InputSplit in Hadoop MapReduce

Now we are going to study InputSplit in Hadoop MapReduce. Here, we will discuss what is Hadoop InputSplit, the need of InputSplit in MapReduce. We will also debate how these InputSplits are created in Hadoop MapReduce in detail

InputSplit In MapReduce

Introduction to InputSplit in Hadoop MapReduce

InputSplit is a logical illustration of data in Hadoop MapReduce. InputSplit represents the data that individual mapper processes. Therefore the number of map tasks is equal to the number of InputSplits. The framework divides split into records, which mapper processes.

MapReduce InputSplit length has measured in bytes. Every InputSplit has storage locations (hostname strings). The MapReduce system locates map tasks as close to the split’s data as possible by using storage locations. The framework handles Map tasks in the order of the size of the splits so that the largest one gets processed first (greedy approximation algorithm). This decreases the job run time. The main objective to focus on is that Inputsplit does not contain the input data.

How InputSplits are created in Hadoop MapReduce?

As a user, we don’t deal with InputSplit in Hadoop directly, as InputFormat (as InputFormat is responsible for creating the Inputsplit and dividing into the records) generates it. FileInputFormat splits a file into 128MB chunks. Besides, by setting mapred.min.split.size parameter in mapred-site.xml user can modify the value as per requirement. Moreover, by this, we can override the parameter in the Job object used to submit an appropriate MapReduce job. By writing a custom InputFormat we can also handle how the file is broken into splits.

InputSplit is user-defined. The user can also control split size based on the size of data in the MapReduce program. Hence, In a MapReduce job, the execution number of map tasks is equal to the number of InputSplits.

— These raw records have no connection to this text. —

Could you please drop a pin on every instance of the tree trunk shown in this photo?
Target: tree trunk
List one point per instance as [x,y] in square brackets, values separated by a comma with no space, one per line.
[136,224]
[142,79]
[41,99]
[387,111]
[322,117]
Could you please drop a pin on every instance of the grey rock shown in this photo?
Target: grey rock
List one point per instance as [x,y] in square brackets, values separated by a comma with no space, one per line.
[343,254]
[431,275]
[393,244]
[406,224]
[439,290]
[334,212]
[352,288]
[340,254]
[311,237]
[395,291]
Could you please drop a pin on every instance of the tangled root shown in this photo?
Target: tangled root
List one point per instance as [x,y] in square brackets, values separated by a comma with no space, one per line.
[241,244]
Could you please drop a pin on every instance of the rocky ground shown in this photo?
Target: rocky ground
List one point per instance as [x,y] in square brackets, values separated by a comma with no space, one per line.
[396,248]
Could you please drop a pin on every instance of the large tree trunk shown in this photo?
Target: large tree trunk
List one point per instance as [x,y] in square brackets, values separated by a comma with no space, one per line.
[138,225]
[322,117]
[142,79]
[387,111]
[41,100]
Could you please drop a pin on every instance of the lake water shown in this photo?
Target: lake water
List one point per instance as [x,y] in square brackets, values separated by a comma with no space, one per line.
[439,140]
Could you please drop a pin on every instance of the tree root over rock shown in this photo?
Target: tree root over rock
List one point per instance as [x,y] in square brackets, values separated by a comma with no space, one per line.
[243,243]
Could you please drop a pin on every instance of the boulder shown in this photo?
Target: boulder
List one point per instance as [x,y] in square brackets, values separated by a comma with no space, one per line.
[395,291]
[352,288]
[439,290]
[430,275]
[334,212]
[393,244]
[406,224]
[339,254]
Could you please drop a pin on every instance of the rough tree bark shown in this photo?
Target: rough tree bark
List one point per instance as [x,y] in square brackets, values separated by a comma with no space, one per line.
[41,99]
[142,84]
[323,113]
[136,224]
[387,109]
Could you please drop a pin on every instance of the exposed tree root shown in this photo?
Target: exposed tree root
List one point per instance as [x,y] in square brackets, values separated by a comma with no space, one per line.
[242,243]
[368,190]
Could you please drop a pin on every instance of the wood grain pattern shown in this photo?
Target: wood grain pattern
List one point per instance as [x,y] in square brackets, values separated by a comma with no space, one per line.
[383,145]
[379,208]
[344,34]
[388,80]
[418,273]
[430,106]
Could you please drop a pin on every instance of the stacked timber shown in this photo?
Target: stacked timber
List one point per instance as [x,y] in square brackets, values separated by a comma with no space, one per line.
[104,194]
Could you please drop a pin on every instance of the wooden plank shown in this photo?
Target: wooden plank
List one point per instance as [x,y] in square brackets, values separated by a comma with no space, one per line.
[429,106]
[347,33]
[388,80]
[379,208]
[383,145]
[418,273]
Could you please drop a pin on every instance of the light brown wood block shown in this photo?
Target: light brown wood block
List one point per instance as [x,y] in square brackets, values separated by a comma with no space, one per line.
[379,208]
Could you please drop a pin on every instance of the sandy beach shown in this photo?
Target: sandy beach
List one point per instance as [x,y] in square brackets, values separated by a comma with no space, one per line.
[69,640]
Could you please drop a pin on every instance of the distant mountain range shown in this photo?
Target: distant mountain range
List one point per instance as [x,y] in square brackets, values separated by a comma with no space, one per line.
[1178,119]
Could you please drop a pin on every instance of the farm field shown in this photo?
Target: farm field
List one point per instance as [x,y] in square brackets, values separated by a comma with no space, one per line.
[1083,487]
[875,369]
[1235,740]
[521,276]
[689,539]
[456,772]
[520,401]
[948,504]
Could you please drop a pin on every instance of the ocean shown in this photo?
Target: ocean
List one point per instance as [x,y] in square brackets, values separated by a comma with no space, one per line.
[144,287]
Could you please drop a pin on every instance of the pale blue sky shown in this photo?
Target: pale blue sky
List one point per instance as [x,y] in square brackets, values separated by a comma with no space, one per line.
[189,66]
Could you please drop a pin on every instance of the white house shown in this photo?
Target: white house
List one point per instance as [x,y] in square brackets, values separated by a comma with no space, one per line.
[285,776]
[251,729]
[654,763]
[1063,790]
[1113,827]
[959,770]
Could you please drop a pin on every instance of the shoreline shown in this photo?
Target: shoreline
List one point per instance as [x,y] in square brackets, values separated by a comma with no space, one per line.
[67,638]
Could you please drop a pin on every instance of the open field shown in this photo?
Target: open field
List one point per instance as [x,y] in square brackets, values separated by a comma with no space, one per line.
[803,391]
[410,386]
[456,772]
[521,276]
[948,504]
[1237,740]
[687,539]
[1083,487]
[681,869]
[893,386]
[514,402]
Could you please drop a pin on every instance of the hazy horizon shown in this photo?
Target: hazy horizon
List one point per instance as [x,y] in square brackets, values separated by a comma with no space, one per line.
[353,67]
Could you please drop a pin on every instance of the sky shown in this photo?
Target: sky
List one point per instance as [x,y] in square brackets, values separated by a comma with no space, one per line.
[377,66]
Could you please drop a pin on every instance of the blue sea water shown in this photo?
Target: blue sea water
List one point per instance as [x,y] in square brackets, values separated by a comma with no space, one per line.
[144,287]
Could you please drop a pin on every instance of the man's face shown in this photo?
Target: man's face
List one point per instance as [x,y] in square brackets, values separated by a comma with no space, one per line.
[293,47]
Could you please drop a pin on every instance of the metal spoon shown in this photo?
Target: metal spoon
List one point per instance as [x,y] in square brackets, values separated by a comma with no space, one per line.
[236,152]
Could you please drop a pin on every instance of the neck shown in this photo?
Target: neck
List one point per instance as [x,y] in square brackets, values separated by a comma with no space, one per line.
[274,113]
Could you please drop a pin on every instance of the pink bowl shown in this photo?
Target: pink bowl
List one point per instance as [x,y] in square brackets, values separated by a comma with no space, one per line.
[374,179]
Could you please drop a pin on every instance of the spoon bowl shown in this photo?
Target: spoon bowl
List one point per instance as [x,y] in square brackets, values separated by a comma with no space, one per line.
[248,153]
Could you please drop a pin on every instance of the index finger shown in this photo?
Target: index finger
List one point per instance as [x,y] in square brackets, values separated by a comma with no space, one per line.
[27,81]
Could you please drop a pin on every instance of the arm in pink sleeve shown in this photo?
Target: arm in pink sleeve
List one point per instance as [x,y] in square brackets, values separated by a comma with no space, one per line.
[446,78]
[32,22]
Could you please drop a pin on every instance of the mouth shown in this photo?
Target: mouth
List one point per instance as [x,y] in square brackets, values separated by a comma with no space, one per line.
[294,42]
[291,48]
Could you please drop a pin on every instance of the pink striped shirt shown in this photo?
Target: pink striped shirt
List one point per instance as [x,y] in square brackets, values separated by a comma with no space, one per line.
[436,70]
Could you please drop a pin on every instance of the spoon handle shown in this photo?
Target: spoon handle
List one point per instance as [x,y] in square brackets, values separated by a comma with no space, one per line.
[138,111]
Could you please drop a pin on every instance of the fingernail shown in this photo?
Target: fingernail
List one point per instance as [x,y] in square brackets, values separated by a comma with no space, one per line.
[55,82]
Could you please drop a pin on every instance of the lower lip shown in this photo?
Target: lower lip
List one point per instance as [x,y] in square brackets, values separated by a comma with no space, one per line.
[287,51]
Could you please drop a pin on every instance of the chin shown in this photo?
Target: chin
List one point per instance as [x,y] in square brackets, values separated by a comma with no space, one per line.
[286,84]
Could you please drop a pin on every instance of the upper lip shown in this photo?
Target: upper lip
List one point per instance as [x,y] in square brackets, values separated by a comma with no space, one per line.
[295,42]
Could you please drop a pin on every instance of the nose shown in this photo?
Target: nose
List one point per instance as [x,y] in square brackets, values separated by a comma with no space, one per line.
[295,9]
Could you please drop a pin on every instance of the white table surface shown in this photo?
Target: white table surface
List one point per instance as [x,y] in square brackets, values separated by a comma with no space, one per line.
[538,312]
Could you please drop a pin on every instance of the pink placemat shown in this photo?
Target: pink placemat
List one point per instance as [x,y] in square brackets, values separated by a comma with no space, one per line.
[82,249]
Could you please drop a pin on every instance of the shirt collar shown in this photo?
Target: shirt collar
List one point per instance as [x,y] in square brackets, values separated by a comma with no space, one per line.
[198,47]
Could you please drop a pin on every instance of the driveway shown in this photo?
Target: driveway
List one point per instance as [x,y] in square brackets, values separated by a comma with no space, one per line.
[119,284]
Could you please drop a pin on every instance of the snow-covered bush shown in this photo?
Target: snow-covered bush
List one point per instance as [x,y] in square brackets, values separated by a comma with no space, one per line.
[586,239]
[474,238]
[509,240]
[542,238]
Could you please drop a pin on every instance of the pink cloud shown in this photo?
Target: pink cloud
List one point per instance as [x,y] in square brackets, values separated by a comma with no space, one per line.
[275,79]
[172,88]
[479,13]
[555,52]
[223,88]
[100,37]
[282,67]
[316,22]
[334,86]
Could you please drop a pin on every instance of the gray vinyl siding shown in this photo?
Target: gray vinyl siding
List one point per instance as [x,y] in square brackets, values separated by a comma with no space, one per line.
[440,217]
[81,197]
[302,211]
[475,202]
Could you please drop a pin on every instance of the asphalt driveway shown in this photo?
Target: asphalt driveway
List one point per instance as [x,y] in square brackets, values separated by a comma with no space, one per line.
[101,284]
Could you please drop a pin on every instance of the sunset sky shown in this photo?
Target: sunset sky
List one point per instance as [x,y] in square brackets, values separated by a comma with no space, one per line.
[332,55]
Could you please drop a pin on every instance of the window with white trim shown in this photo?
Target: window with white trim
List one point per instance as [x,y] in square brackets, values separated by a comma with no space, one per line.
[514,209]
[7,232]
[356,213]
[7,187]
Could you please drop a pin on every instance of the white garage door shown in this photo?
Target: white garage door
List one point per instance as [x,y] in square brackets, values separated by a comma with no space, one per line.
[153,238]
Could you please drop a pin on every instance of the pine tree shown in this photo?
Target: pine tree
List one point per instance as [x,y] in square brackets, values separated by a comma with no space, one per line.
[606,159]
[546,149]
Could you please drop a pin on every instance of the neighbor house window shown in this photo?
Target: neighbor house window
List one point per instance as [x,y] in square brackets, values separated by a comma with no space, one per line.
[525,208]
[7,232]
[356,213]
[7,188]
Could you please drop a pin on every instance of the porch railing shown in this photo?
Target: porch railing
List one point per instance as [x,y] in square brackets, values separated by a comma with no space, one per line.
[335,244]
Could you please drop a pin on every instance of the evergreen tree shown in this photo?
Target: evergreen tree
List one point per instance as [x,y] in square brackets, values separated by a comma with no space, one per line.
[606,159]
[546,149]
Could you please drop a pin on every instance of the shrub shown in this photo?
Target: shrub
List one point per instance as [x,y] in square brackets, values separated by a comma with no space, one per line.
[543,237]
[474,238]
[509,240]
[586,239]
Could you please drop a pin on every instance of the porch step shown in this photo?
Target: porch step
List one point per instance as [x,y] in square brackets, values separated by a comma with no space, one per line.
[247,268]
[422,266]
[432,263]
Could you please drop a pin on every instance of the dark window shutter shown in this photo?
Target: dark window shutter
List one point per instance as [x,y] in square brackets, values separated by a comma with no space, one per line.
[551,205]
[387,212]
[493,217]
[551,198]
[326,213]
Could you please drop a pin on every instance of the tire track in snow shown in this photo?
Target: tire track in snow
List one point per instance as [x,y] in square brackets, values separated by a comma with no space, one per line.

By calling ‘getSplit()’, the client calculates the splits for the job. Then it sent to the application master, which uses their storage locations to schedule map tasks that will handle them on the cluster.

After that map task permits the split to the createRecordReader() method. From that, it gets RecordReader for the split. Then RecordReader creates a record (key-value pair), which it passes to the map function.

Conclusion

In conclusion, we can say that InputSplit represents the data that individual mapper processes. For each split, one map task is created. Hence, InputFormat creates InputSplit.